The people gasped and flushed with fear, and the preacher muttered prayers into the collar of his shirt. Rosalind stayed silent but, when her eyes met Leda's, she shook her head. The mayor flinched, but stood to speak his part. "The witch speaks through my daughter's tongue! She must die, so that Leda may be freed!"
As Rosalind was led away, Leda fell to the ground and drew patterns in the dust at the mayor's feet.
The wood was damp, and the kindling sparked and sputtered in a light fall of snow. The townspeople clustered around the pyre, with the preacher in their midst. Leda was held upright at the mayor's side, and Rosalind's wrists were bound to the wood behind her back. Her eyes stung from the smoke and floating embers, but she did not weep as the slow flames warmed the soles of her boots.

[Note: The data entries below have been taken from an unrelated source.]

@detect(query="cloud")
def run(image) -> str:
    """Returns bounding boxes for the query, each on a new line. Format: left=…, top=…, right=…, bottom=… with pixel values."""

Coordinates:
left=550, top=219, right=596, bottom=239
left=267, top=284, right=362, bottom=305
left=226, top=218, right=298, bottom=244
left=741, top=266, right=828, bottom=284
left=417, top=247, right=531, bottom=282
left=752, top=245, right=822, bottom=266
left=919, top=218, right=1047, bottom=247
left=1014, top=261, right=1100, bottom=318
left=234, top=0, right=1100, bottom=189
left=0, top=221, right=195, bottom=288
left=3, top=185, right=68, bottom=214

The people fell silent as the fire rose. Leda closed her eyes against the sight and whispered words of desperation as she rested her cheek against her father's broad chest. Rosalind stood, eyes fixed, and waited to burn.

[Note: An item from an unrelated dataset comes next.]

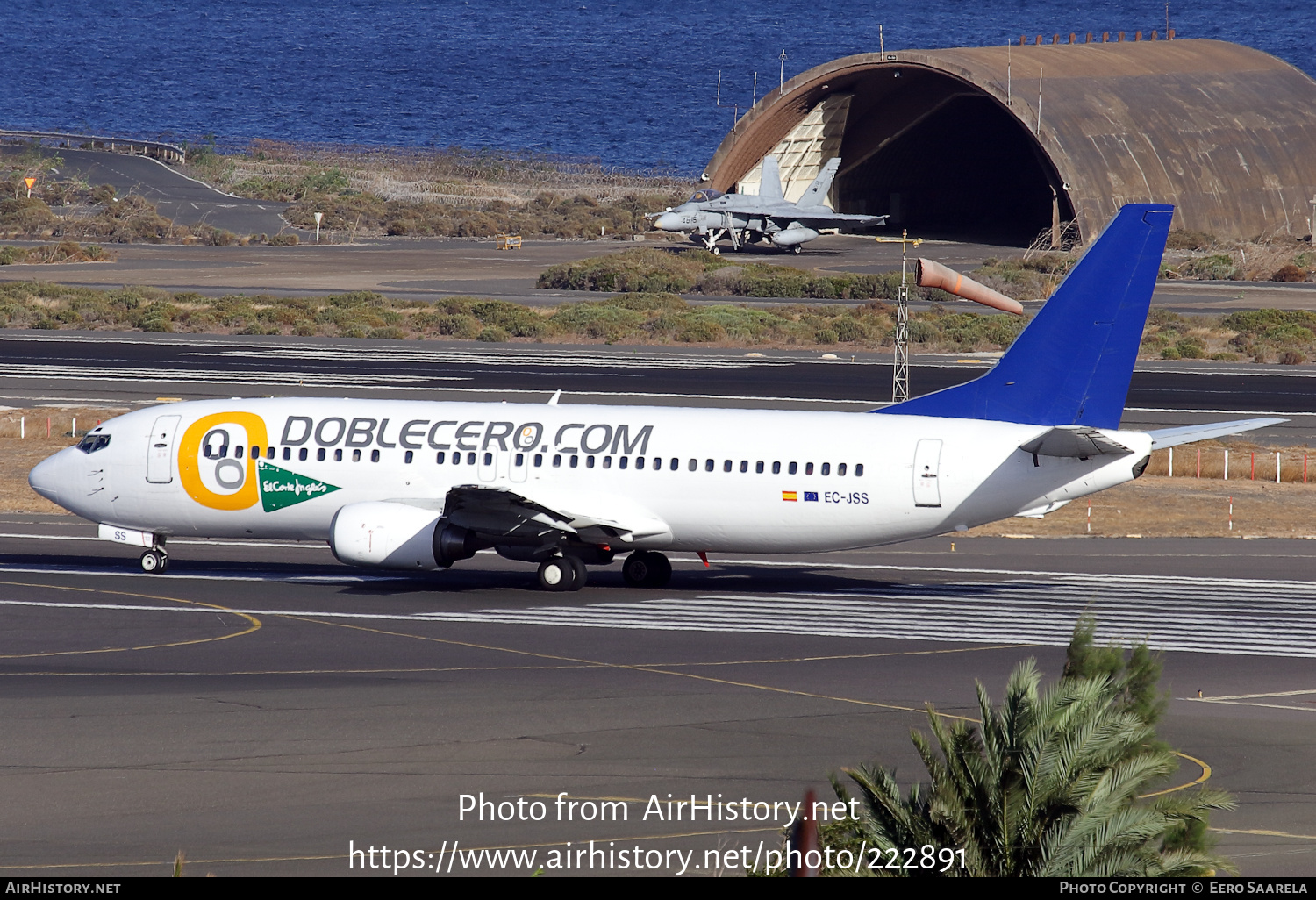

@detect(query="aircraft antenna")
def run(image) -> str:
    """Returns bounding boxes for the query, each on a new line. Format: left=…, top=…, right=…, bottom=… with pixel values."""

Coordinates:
left=873, top=229, right=923, bottom=403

At first, it appeared to be a trick of the setting sun. Where once it had been colored by the crimson and gold of the flames, Rosalind's body began to glow with a silvery light. As the fire caught the thin fabric of her skirts and climbed towards her waist, she did not scream, nor even whimper, but instead remained stoic while the cloth turned to ash and the flames pressed against her naked skin. The mill cast its tall shadow over the marketplace and, in the greying light, pink flesh took on gleaming silver lines.

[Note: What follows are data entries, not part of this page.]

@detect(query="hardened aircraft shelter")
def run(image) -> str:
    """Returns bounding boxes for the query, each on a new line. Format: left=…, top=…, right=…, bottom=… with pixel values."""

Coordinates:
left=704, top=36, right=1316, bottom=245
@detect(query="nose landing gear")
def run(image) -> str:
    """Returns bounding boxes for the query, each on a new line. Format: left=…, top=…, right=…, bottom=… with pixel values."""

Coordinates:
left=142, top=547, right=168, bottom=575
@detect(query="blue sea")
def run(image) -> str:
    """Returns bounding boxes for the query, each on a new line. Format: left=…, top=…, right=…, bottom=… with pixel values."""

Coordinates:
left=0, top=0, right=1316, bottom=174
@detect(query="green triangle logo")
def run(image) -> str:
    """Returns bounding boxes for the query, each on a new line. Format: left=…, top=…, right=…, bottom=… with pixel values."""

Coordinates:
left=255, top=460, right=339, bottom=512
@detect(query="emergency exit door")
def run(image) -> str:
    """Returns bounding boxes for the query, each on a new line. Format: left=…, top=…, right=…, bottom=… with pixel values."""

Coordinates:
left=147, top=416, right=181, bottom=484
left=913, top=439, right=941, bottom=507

The preacher's voice rose in condemnation. "Only the devil," he said, "could wield such fiendish power." Within the flames, Rosalind laughed, and her breath was a spark of molten silver. She did not die. The silver was tempered by the fire, becoming ever brighter, and her form became fluid and blinding in the heat.
The mayor ordered water to be brought from the well, and the goldsmith's son threw bucketful after bucketful, and eventually quenched the pyre's flames. Rosalind stood in the circle of charred, sodden wood, and shone with icy heat as the jailer reached to bind her hands. As he touched her, he shouted, and his palms were blistering even as he washed the molten metal from his skin. The miller poured water over her head, but it turned to steam and rose, harmless, into the air.
When Rosalind walked through the ashes and away from the town, no one stood in her way.
In the meadow beside the mill, Leda awaited Rosalind with her hands twisted in a knot of concern. Rosalind threaded now-cool fingers through Leda's hair, and pressed smooth silver lips against Leda's warm cheek.
"I'm sorry," Leda said, tracing the lines of Rosalind's face with her fingers. "It was the only magic I knew that might keep you alive."
Rosalind stilled Leda's words with the palm of her hand. She wrapped icy arms around Leda's waist and warmed plated lips with the heat of Leda's mouth. The moon pushed the clouds aside and the young witch shone silver in Rosalind's reflecting light.